Disappointingly, later that month, CAMSR rejected the call for McGill to take a strong stance in fighting climate change and challenging the social license of the fossil fuel industry. The devastating effects of climate change largely driven by the industry, including the deaths and displacement of hundreds of thousands of people, were deemed to fall outside of their definition of social injury. However, the BoG expressed gratitude that Divest McGill had brought to light shortfalls in the CAMSR process, and pointed to the Terms of Reference review in Fall 2013 as an opportunity for improvement.

Let’s take a step back, and acknowledge the encouraging fact that McGill has an ethical investment review process at all. In discussion with other fossil fuel divestment campaigns, students often only get the board’s attention by angrily banging on the door.

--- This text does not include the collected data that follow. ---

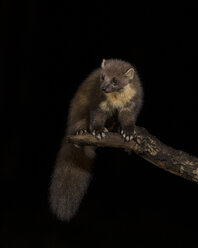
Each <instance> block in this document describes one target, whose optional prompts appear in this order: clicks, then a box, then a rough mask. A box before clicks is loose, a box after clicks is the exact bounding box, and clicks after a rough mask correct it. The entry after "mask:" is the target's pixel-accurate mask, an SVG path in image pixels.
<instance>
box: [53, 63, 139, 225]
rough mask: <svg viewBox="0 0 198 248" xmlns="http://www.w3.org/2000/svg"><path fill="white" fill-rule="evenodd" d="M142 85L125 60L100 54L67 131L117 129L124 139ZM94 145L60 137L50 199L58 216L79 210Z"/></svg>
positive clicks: (134, 121) (130, 139)
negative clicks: (63, 138)
mask: <svg viewBox="0 0 198 248" xmlns="http://www.w3.org/2000/svg"><path fill="white" fill-rule="evenodd" d="M142 99H143V89H142V86H141V82H140V79H139V76H138V74H137V71H136V70H135V68H134V67H133V66H132V65H131V64H130V63H128V62H125V61H122V60H118V59H108V60H103V61H102V64H101V67H100V68H98V69H96V70H95V71H93V72H92V73H91V74H90V75H89V76H88V77H87V79H86V80H85V81H84V82H83V83H82V84H81V85H80V87H79V88H78V90H77V92H76V94H75V96H74V97H73V99H72V101H71V104H70V110H69V114H68V121H67V128H66V133H65V135H66V136H67V135H78V134H86V133H87V132H90V133H91V134H92V135H93V136H94V137H96V138H97V139H103V138H105V134H106V132H108V131H112V132H117V131H118V130H120V134H121V137H122V138H123V139H124V141H126V142H129V141H130V140H132V139H133V138H134V137H135V132H134V126H135V123H136V119H137V116H138V113H139V111H140V108H141V106H142ZM94 157H95V148H94V147H91V146H83V147H75V146H74V145H72V144H67V143H65V142H64V139H63V142H62V146H61V148H60V151H59V153H58V156H57V160H56V164H55V168H54V172H53V175H52V181H51V186H50V205H51V209H52V211H53V212H54V213H55V214H56V216H57V217H58V218H59V219H60V220H66V221H69V220H70V219H71V218H72V217H73V216H74V215H75V214H76V212H77V210H78V208H79V205H80V202H81V200H82V198H83V196H84V194H85V193H86V191H87V188H88V185H89V182H90V179H91V177H92V163H93V160H94Z"/></svg>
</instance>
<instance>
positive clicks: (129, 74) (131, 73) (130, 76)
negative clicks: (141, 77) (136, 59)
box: [124, 68, 135, 79]
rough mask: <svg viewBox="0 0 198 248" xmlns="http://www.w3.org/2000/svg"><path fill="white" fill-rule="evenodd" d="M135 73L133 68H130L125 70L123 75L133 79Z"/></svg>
mask: <svg viewBox="0 0 198 248" xmlns="http://www.w3.org/2000/svg"><path fill="white" fill-rule="evenodd" d="M134 74H135V71H134V69H133V68H130V69H129V70H128V71H127V72H125V74H124V75H125V76H127V77H128V78H129V79H133V77H134Z"/></svg>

It’s similarly notable that CAMSR acted transparently and released the report outlining the reasons for their rejection.

Divest McGill presented extensive research of climate wreckage, distorted science, and destruction of Indigenous communities at the hands of the fossil fuel industry. We demonstrated that should the industry burn more than one fifth of its current carbon reserves, it would throw our planet into climate chaos. We came with overwhelming community support, including mandates from all three major student unions, multiple endorsements, and over 1,200 signatures from students, staff, faculty, and alumni.

This process made it clear that there are big holes to be filled in the CAMSR process. With no documentation of independent research or corroboration, their report claimed that Divest McGill had presented “no evidence of social injury.” CAMSR specifically pointed to a lack of court findings that social injury had occurred, negating the precedent of McGill’s divestment from the law-abiding tobacco industry. They also claimed that the industry was subject to strong regulation, ignoring the overwhelming power and sway that the fossil fuel industry holds in our political system. This kind of industry influence results in shockingly poor regulation, like the estimated 0.9 per cent of environmental violations from tar sands production that are enforced by the Albertan government.

Amid mingling following the Board of Governors decision, the chair of CAMSR revealed that she had referred to information “off the top of [her] head” that investments in renewable energy are not economically viable. The Divest McGill campaign has not made any recommendations as to what McGill should reinvest in, so this (unfounded) claim was irrelevant to our proposal and should not have been considered in the decision-making process. More staggeringly, she stated that McGill’s primary moral imperative in investing is to earn the greatest financial return for endowment donors. If profit is the main consideration, why bother with a social responsibility process at all?

Unfortunately, last year’s meeting has been unsuccessful thus far in catalyzing the larger conversation needed about the role of CAMSR, and on how the Board of Governors approaches the issue of social injury. The terms of reference review, occurring as we speak, has gone largely unnoticed and underplayed, and the BoG has made no indication that they will revise their terms or gather wider consultation. Most importantly, they have made no commitment to the inclusion of climate change as part of their definition of social injury.

This is not a formal response to the BoG, but rather a call to action on two fronts. One, join the Divest McGill campaign and continue fighting for climate justice on campus. Two, tell the BoG that CAMSR must be accountable to the McGill community, and to its own mandate. We suspect that as a world-class university full of intelligent people, McGill has at least a few resources to ensure that the recourse to social injury is rigorous and reflective of the interests and desires of the McGill community.